However, 2019 was hardly a vintage year for the 34-year-old midfielder as Madrid finished third in La Liga, were dumped out of the Champions League round-of-16 by Ajax and lost their Copa del Rey semifinal to Barcelona.
Still, the winner is decided by an online vote after an international jury selects nominees, so the people have spoken.
Modric flew out to Monaco to collect his prize, thus becoming the 17th player to do so since the inaugural Golden Foot was given to Roberto Baggio in 2003.
2003: Roberto Baggio
The Italy legend won the Golden Foot after scoring 12 goals to help Brescia to an impressive eighth-place finish in Serie A, also scoring his 300th career goal in the process.
2004: Pavel Nedved
The Golden Foot was just one of many individual awards collected by the Juventus star in 2003-04, the season in which he was also named World Footballer of the Year and claimed the Ballon d’Or.
2005: Andriy Shevchenko
Having won the Champions League and Serie A with Milan in 2003 and 2004 respectively, Shevchenko belatedly saw his goal-laden efforts recognised with a Golden Foot.
By 2006, Ronaldo was undoubtedly past his peak, with his final season at Real Madrid ravaged by fitness issues. In the season he won his Golden Foot, O Fenomeno made just seven league appearances, scoring just once.

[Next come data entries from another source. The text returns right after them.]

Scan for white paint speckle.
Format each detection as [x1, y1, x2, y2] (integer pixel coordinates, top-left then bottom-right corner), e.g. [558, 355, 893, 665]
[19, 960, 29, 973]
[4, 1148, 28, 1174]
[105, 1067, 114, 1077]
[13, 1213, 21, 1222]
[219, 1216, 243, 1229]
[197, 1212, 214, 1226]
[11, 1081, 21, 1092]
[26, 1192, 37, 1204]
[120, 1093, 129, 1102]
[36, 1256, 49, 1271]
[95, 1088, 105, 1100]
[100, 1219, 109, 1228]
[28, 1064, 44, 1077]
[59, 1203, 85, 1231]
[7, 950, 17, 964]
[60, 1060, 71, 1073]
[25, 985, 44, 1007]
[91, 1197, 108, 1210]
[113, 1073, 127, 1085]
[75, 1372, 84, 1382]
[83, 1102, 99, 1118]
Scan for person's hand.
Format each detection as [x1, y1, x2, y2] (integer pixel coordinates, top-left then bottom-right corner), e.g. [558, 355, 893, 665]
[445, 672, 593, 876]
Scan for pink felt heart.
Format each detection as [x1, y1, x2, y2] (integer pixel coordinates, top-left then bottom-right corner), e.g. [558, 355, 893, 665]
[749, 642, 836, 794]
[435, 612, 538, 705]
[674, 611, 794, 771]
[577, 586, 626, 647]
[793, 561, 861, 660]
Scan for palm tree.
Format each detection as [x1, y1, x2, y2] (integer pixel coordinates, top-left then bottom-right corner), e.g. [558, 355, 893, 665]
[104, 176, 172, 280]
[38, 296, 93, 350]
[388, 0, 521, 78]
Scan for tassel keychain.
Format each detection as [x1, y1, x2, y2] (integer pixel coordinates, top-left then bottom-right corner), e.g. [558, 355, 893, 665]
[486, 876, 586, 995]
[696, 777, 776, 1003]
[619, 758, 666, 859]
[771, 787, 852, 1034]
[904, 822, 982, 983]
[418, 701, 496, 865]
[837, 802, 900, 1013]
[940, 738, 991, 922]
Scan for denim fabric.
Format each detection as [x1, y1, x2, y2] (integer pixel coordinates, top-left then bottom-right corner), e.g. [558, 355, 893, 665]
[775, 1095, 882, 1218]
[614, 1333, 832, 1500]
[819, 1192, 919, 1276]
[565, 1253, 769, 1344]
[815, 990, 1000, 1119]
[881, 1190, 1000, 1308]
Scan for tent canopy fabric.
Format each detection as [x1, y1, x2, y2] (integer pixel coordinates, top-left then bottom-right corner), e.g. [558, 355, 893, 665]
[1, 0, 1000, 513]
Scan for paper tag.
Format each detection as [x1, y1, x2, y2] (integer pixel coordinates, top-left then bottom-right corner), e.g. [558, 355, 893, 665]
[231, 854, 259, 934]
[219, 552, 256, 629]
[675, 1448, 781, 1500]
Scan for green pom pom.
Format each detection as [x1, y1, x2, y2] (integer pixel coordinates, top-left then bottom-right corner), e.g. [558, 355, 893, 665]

2007: Alessandro Del Piero
A World Cup winner with Italy in 2006, the Juventus icon followed up with a sweep of individual awards before finishing as top scorer in Serie A in the 2007-08 season.
2008: Roberto Carlos
The Brazil international won the Golden Foot shortly after bringing his wildly successful 11-year stay at Real Madrid to an end with a free transfer to Fenerbahce.
Ronaldinho’s Golden Foot came just after he left Barcelona in favour of a move to Milan, where he saw his initially promising debut season fizzle out amid fitness concerns.
2010: Francesco Totti
Totti’s Golden Foot coincided with him falling down the pecking order under Claudio Ranieri at Roma, spending much of his time relegated to the bench in favour of younger, more agile forwards.
2011: Ryan Giggs
After being named Manchester United’s Player of the Decade in 2009, Giggs underlined his status as a one-club legend by celebrating his 20th year as a United player in 2010. He also maintained his incredible record of having scored in 21 successive top-flight campaigns.
2012: Zlatan Ibrahimovic
As well as the deluge of goals, Ibrahimovic was awarded the Golden Foot after winning eight top-flight titles in a row with Ajax, Juventus, Inter Milan, Barcelona and AC Milan between 2003 and 2011.
2013: Didier Drogba
The two-time African Football of the Year took the Golden Foot honours after claiming the fifth league title of his distinguished career: Four coming with Chelsea and one latterly with Galatasaray.
2014: Andres Iniesta
Instrumental roles in six La Liga titles, three Champions Leagues, one World Cup and one European Championship were finally recognised in 2013-14, the year Iniesta and Barcelona won nothing.
2015: Samuel Eto’o
Rather perplexingly, Eto’o’s Golden Foot award came during his entirely forgettable season with Everton, five years after his last major career honour.
2016: Gianluigi Buffon
Somewhat ironically given his position as a goalkeeper, Buffon took the Golden Foot award after winning his seventh (or ninth, depending who you ask) Scudetto with Juventus. He had previously set a new Italian record (974 minutes) of consecutive minutes without conceding a single goal.
2017: Iker Casillas
Casillas ensured that goalkeepers took back-to-back Golden Foot awards halfway through his third season at Porto. The previous campaign he overtook Paolo Maldini as the player with the most appearances in European club matches (188).
2018: Edinson Cavani
Cavani claimed the Golden Foot just as he was beginning to lose his grip on a regular starting berth in the PSG first team. The previous season he scored 40 goals in just 48 appearances as the Parisians won a domestic quadruple.